Semuanya menyamar dan tidak membawa nama. Mereka bertemu untuk saling menukar potongan-potongan keterangan. Pandan Wangi pun sekali-kali menitipkan pesan. Dan akhirnya, setiap orang mengetahui bagiannya masing-masing, tetapi tidak seluruhnya. Yang dibawa Ki Demang Brumbung pada hari ini, baru akan diketahui setelah Ki Rangga Sanggabaya mengungkapkan isinya. Yang menjadi perintah untuk Pandan Wangi pun tidak akan dibuka oleh utusan dari barak pasukan khusus tapi Ki Gede dipastikan dapat membacanya.
Mereka tidak bertemu tapi mereka berada di badan sungai yang berhulu dan muara yang sama. Dengan cara itu, tidak ada satu jalur pun yang dapat diikuti hingga tuntas. Seandainya salah satu orang terbunuh atau bocor, lawan hanya mendapatkan sepenggal yang tidak berarti.

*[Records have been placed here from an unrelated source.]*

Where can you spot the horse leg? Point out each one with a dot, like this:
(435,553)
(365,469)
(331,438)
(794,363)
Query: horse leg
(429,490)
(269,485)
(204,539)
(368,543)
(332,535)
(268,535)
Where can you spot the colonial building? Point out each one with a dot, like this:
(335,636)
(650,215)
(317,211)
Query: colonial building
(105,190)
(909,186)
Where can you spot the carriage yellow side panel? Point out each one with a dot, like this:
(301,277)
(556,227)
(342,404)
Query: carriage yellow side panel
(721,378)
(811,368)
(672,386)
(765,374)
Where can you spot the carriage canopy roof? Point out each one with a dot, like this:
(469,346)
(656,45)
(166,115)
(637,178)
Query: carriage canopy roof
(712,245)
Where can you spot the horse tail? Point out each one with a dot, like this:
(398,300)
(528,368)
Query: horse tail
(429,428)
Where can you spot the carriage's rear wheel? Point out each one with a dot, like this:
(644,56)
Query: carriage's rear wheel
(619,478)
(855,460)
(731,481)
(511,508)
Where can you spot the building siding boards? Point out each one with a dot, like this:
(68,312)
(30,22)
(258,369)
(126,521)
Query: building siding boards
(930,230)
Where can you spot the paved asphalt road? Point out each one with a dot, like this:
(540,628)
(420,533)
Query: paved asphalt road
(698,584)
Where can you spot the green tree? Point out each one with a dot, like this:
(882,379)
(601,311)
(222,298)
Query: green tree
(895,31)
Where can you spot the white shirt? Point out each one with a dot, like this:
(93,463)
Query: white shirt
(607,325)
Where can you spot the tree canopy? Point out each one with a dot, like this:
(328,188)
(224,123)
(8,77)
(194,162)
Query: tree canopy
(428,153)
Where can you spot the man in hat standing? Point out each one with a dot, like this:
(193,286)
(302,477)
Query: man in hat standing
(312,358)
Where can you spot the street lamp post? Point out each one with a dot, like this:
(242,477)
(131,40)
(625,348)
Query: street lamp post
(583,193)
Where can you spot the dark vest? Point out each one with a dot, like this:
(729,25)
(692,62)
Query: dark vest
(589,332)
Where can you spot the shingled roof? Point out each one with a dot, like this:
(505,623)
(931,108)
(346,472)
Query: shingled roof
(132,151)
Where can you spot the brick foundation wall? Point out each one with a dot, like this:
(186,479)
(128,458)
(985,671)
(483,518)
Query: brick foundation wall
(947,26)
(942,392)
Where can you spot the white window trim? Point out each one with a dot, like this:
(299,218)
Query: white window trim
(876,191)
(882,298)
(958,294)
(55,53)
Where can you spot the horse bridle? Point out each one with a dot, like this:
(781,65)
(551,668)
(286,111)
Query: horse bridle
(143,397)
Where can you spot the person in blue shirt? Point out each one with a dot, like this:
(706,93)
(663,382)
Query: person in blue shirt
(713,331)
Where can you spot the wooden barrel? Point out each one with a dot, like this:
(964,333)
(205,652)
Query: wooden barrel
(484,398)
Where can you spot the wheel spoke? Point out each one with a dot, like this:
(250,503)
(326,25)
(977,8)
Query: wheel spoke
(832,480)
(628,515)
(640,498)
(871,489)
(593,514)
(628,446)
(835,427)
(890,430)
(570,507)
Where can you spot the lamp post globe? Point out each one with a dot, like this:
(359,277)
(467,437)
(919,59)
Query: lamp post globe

Jejak sudah hilang ketika pembawa pesan ditiadakan.
Maka ketika Ki Wira Sentanu berusaha menemukan Agung Sedayu sebagai satu sosok yang bergerak dari satu tempat ke tempat lain, dia justru berhadapan dengan sesuatu yang dirancang terpisah dan tidak teratur sejak awal.
Bahkan di dalam Keraton, di bawah pengamatan Pangeran Purbaya sekalipun, jalur Sedayu bergerak seperti bayangan pada malam hari. Tidak terasa, tidak teraba dan tidak pula berdesir.
Hubungan sandi itu terlihat sebagai bagian dari kehidupan yang berjalan semestinya.
Hanya Yang Maha Agung, Ki Patih Mandaraka, Nyi Banyak Patra saja yang tahu cara Sedayu menggerakkan kekuatan di sekitarnya.